Interpretation: a growing set of papers.

The $n$-th node is connected to each one of the other nodes with a fixed probability $\large \mathbb{p} \ll 1$.

The probability that it’s not connected to any of them (i.e. isolated):

\[\large P_{iso} = {(1-\mathbb{p})}^{(n-1)}\]

With $\large \mathbb{p} \ll 1$ and $\large n \gg 1$ we have:

\[P_{iso} = {(1-\mathbb{p})}^{(n-1)} \approx {(1-\mathbb{p})}^n = \sum_{k=1}^n {n \choose k} (-\mathbb{p})^k\] \[= 1 - n\mathbb{p} + \frac{n(n-1)}{2}\mathbb{p}^2 - \frac{n(n-1)(n-2)}{6}\mathbb{p}^3 + \dots\] \[\approx 1 - n\mathbb{p} + \frac{n^2}{2}\mathbb{p}^2 - \frac{n^3}{6}\mathbb{p}^3 + \dots\] $$\Large = e^{-n\mathbb{p}}$$

We arrived to an exponential dependency of $P_{iso}$ on $n$.

$P_{iso}$ is also the expected percentage of isolated nodes in the graph.

Interpretation: as the set of papers is growing, there’s a higher chance that any of the papers will see a near-duplicate, and thus the percentage of “unique” papers is dropping.

Experimental results

700k ScienceDirect abstracts

Percent of unique abstracts (blue) and the corresponding prediction (orange).

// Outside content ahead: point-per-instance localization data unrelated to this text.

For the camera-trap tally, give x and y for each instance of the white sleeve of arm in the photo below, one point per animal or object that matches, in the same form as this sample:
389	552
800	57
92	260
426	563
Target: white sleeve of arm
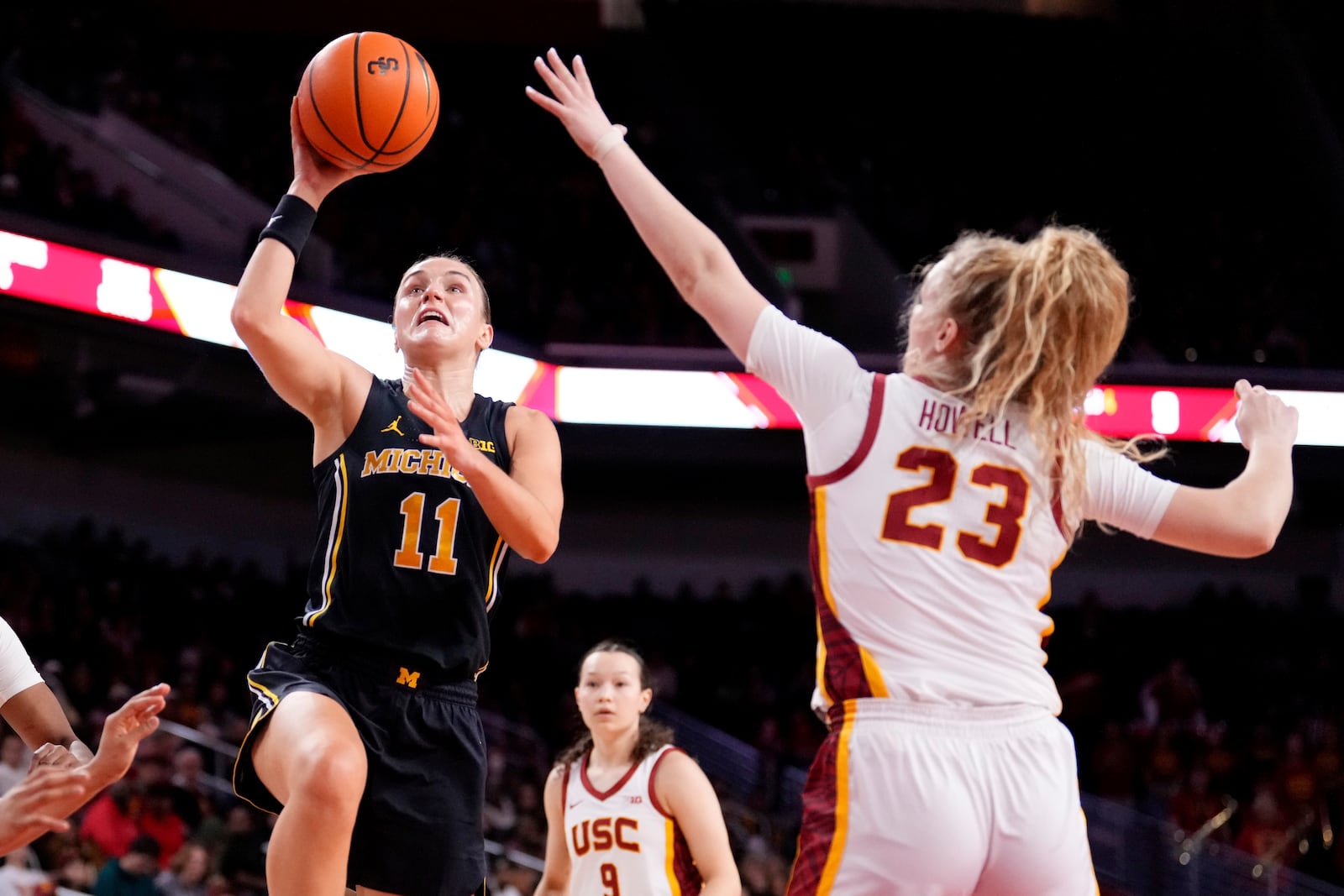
811	371
1122	493
17	669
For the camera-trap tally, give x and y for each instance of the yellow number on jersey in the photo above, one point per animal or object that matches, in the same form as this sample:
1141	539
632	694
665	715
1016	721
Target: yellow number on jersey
409	557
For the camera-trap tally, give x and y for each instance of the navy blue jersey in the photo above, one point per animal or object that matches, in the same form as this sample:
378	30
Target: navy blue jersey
407	560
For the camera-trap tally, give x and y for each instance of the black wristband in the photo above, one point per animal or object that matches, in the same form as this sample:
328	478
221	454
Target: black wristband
291	224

For 700k ScienceDirect abstracts, we see ~95% of unique ones, 5% have $\geq1$ near-duplicate.

Estimated $\large \mathbb{p} = 7 \cdot 10^{-8}$

Same + projected to 10 mln. papers

Same as before but with the projection to a set of 10 mln. abstracts (orange)

Based on the estimated $\large \mathbb{p} = 7 \cdot 10^{-8}$, the projection to 10 mln. papers gives $\approx$ 50% near-dups (crazy!).

4.6 mln. manuscript titles from the Editorial Manager

Percent of unique manuscript titles (blue) and the corresponding prediction (orange). The red line shows the share of manuscript titles with at least one near-duplicate.

For 4.6 mln. manuscripts from Editorial Manager, we see ~62.8% of unique ones, 37.2% have $\geq1$ near-duplicate.

Estimated $\large \mathbb{p} = 10^{-7}$. Very close! Now the previous projection doesn’t look crazy anymore.

One more check of the model validity

According to the model, the number of edges is quadratic in the number of nodes:

\[E = \mathbb{p} \cdot {n \choose 2} = \mathbb{p} \cdot \frac{n(n-1)}{2}\]

Imagine a clique (fully-connected graph), each edge is then kept with probability $\mathbb{p}$, hence this formula.

The scaling law of #edges (near-dups) vs. #nodes (titles/abstracts) is predicted well, though the coefficients are a bit off. The model can be adjusted for that.

Limitations of the model/analysis

we ran LSH with titles & abstracts, not with full texts
LSH is probabilistic, it’s recall is <100%, i.e. it finds not all of the near-dups (the actual recall is ~90% for titles, intractable to assess for full texts)
model predictions are good qualitatively (the model explains the effects well) but a bit off quantitatively (a discrepancy for #edges vs. #nodes)

Conclusion

The mathematical model shows that the number of papers with at least one near-duplicate increases with the size of the collection. Hence, in a combined dataset of papers from multiple publishers, we’d expect to see a higher percentage of duplicated papers and, therefore, more cases of research misconduct.